Büyü işe yaramıştı...

Jimin büyünün tesiri ile hiçbir şey söylemeden ata binerek ormandan ayrılırken algısı tamamen kapalıydı. Kendisine geldiğinde çok pişman olacak olsada büyünün etkisi yüzünden o an tek odak noktası Camelot'a gitmek olmuştu.

Jimin gözden kaybolana kadar kendisini izlemeye devam eden büyücü ise üç yetimlerin ortancası olan Min Yoongi'den başkası değildi...

"Görev tamam.." diye fısıldadı sakince.

Taehyung hissettiği dürtü ile Jimin'in gittiğini anlamış, ellerini Jungkook'un ağzından çekerek hızla ayağa kalkmıştı.

"Şimdi kalkabilirsin.."

Jungkook anlamsız bakışlarıyla karşısındaki gence bakarken neden biranda ağzını kapatmaktan vazgeçtiğini anlamamıştı.

Jimin'in sesini de artık duyamamasıyla telaşla yerden gövdesini kaldırıp etrafa bakındı. Yaptığı ani hareketle beli ağrısa da umursamadı. Yaşadığı korku acısının önüne geçmişti.

"Jimin nerede? Naptınız ona?" Diye bağırdı yüksek sesle.

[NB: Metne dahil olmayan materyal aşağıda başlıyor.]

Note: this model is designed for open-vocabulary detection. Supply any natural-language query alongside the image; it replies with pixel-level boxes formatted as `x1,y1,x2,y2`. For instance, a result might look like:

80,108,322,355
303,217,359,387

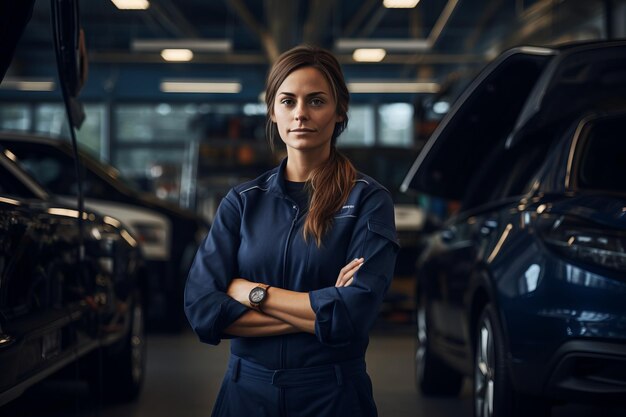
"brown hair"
265,45,356,247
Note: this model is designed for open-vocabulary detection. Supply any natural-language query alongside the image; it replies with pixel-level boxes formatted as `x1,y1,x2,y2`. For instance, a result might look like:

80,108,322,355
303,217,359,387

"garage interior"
0,0,626,417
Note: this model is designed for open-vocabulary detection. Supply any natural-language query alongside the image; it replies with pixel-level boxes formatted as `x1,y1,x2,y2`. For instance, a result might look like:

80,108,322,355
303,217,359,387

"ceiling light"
335,38,431,52
383,0,419,9
131,39,233,52
348,81,439,94
161,49,193,62
160,80,241,94
111,0,150,10
0,78,55,91
352,48,387,62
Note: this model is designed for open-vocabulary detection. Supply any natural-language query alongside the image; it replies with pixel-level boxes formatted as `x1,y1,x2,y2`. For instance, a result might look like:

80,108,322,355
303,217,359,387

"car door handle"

"Merak etme onu evine geri gönderdik.." dedi Taehyung alaycı bir ses tonuyla.

"Ne saçmalıyorsun sen?"

Jungkook öfkeyle soluyarak hızla ayağa kalktığı sırada beline giren keskin acıyla tıslamış ancak yinede önemsemeden karşısındaki gencin yakasına yapmıştı.

"Bana bak eğer ona bir zarar verdiyseniz..."

Taehyung yakasına yapışan elleri hızla tutarak gencin bedenini ters döndürüp kollarını Jungkook'un beline sabitlemişti.

Jungkook acıyla inlediği sırada dudaklarını gencin kulağına yaslayıp gülümsedi.

"Ne yaparsın?" Diye sordu fısıldayarak..

"Eğer ona bir zarar verdiysek bize ne yaparsın?"

"Kiminle uğraştığınızı bilmiyorsunuz.." dedi Jungkook korkusuzca.

Kahkaha attı Taehyung.

"Ben sizin kim olduğunuzu biliyorum. Ancak korkarım ki siz benim kim olduğumu bilmiyorsunuz..."

Başını yan çevirerek arkasındaki sesin sahibine doğru baktı Jungkook öfkeyle. Havanın kararmaya başlaması ve gencin başındaki pelerin yüzünden kim olduğunu hala net olarak göremese de umursamadı.

"Kim olduğunu öğrenmeme gerek yok düpedüz eşkıyasın."

Taehyung gülümseyerek bir eliyle gencin kollarını tutmaya devam ederken diğer elini Jungkook'un beline doğru sarıp yavaşça kendisine yasladı.

"Kolları arasında Camelot Prensini hapseden bir eşkıya.." dedi kendinden emin bir ses tonuyla.

"Ne eşkıya ama..."




- devam edecek..

- devam edecek

Oops! Bu görüntü içerik kurallarımıza uymuyor. Yayımlamaya devam etmek için görüntüyü kaldırmayı ya da başka bir görüntü yüklemeyi deneyin.

Oops! Bu görüntü içerik kurallarımıza uymuyor. Yayımlamaya devam etmek için görüntüyü kaldırmayı ya da başka bir görüntü yüklemeyi deneyin.
Yayımlanan bölümlerin sonuna geldiniz.

⏰ Son güncelleme: Jun 06, 2023 ⏰

Yeni bölümlerden haberdar olmak için bu hikayeyi Kütüphanenize ekleyin!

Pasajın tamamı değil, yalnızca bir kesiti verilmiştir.